Being in Los Angeles for work was nowhere near as glamorous as expected due to a lack of free time and an absence of friends, but I had an evening to myself and was determined to sample some famed west coast beer. I headed to a local independent brewery, Angel City, with the intention of taking a brewery tour to feel cultured and get drunk simultaneously, my regular strategy when thirsty and on the road.
As luck would have it, nobody else showed up for the tour, leaving me to a one-on-one with their brewer and all the conversational, educational and thirst-quenchable perks that came with it. I learnt the story of the brewery, heard about her goals for the future and got to try a LOT of beer, including some untapped releases freshly fermented.
Over two hours later, we parted ways. I left with a real buzz, maybe predictable given my consumption but intensified greatly by my overall experience. This wasn’t just the generic “LA” that most people experience – I now understood more about the locale and the lives of the people who live there, the challenges my guide encountered as a black, female brewer and developed a connection through laughter, conversation and the sharing of stories.

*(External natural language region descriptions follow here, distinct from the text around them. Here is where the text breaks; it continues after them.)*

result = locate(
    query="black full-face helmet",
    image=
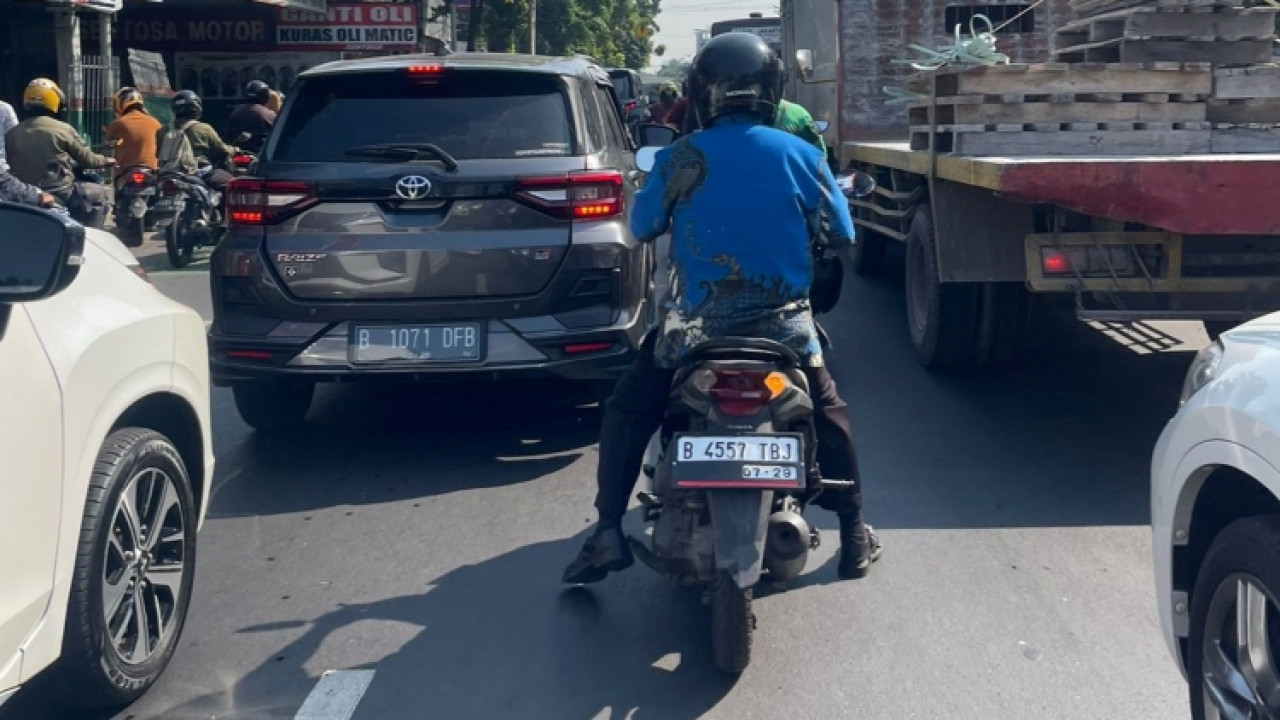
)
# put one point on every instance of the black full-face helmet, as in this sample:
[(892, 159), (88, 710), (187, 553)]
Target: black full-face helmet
[(735, 73), (186, 105)]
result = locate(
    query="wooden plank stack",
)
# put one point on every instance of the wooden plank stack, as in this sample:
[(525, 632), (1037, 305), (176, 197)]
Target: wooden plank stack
[(1066, 109), (1178, 31), (1133, 77)]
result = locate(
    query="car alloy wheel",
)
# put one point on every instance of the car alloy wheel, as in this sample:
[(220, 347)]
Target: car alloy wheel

If you have travelled and spent time with locals, this feeling will be familiar to you too – the unrivalled satisfaction of an immersive local experience that travellers worldwide work so hard to find.

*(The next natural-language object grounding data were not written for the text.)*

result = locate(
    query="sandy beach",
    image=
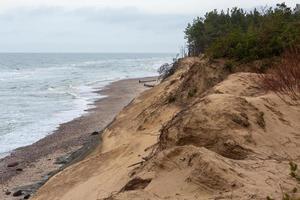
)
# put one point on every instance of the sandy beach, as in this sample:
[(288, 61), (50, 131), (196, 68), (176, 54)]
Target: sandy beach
[(32, 165)]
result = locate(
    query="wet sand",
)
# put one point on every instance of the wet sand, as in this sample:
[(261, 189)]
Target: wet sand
[(37, 162)]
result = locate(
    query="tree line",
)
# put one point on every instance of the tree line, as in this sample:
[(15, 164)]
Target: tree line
[(244, 36)]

This may have taken place across the water in California but the experience is the same around Europe and here in the UK. Our thriving independent brewery scene is the perfect framework for a day out and with a bit of help from this very website, I hope to help you to locate and enjoy them.

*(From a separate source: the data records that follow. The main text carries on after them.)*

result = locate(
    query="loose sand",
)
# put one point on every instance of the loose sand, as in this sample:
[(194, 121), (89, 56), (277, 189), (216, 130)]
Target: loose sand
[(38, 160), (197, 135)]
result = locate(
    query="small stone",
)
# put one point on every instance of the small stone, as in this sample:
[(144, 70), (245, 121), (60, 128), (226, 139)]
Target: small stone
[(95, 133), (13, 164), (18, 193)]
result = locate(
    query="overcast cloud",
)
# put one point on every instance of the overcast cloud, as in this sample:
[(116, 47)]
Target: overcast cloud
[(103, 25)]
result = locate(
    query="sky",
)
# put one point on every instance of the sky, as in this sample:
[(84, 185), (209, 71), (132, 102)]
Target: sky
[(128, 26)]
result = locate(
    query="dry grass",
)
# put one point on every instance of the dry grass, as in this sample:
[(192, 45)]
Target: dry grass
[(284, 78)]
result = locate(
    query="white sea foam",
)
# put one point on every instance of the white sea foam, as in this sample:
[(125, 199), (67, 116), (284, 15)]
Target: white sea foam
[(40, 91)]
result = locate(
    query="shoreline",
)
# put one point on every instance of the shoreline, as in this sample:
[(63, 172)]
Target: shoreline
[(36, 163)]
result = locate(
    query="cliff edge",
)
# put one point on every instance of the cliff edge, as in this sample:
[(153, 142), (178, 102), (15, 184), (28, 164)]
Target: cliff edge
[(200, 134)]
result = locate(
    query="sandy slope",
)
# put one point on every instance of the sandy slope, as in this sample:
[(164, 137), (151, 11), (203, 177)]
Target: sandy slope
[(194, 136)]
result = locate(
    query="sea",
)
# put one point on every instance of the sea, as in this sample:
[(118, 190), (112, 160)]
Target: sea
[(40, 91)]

In the UK, breweries often appear like mirages, incongruous and unexplained. They emerge when you are wandering through a suburban maze of semi-detached houses and tree-lined streets in Zone 5 London, they materialise in the distance when you are driving along remote lanes in the Scottish Highlands, they pop up within warehouse districts near train stations. In all cases, the feeling when you see that beacon of fairy-lights and a chalk board with the day’s selection is the same: anticipation. The joy of finding a brewery is unrivalled because it promises two wonderful things: beer, and someone passionate about the beer.
Discovering craft beer, in the place and from the place, allows an exploration of local culture through drinking as a holistic experience, not just to get wasted (despite that often happening anyway – depends on how good the beer is!). It assumes a commonality – you’re all there for the beer – and uses it to provoke conversations with strangers. This allows a window into where you are, providing a concentrated snapshot of the essence of the location that can otherwise be hard to come by. You could argue that this is the same as at a pub, given they are also often populated by locals and regulars; indeed, the variation between a pub and a brewery is minimal on the surface – they both serve booze, after all.
However, the key difference is this: a pub does not necessarily demand its people be passionate about the beverages being served. A brewery does. When you enter a craft brewery, regardless of whether it is the head brewer or a seasonal bar staff member, you are greeted with warmth and even gratitude for making the effort to single out this place and taste what they are pouring their heart and soul into creating. This demeanour is great for groups and couples and is even more rewarding for the avid solo traveller looking for refuge, or to share their experience with others.
In an independent brewery there is no intimidation factor or atmosphere suggesting this space is only for the locals. There is no time limit and the rules are usually more relaxed (e.g. permission to bring in kids, pets or your own food). Every brewery makes you feel comfortable in a new way because their creations and environments are unique, and all of this is packaged together to express the ultimate form of hospitality: allowing you to make their home your own for a few hours.
This doesn’t go for all breweries; you aren’t going to be received in this way walking into the monolithic Guinness operation in Dublin. Macro-breweries, those global operations that helped make beer into the formidable force it is today, can serve an entertaining purpose for sure, but they come with a necessary facelessness that defeats the purpose I am talking about here. The places I recommend on this website, despite some becoming larger and more successful businesses, are always personable – even the buildings themselves tend to resonate with the character of the characters within them.
Basing a day out around an independent brewery as a destination is incredibly rewarding as it produces a combination of factors that is hard to rival and consistently delivers an immersive experience. Plus, as per my strategy laid out at the start, you get a cultural and educational reason to get drunk. You’re welcome.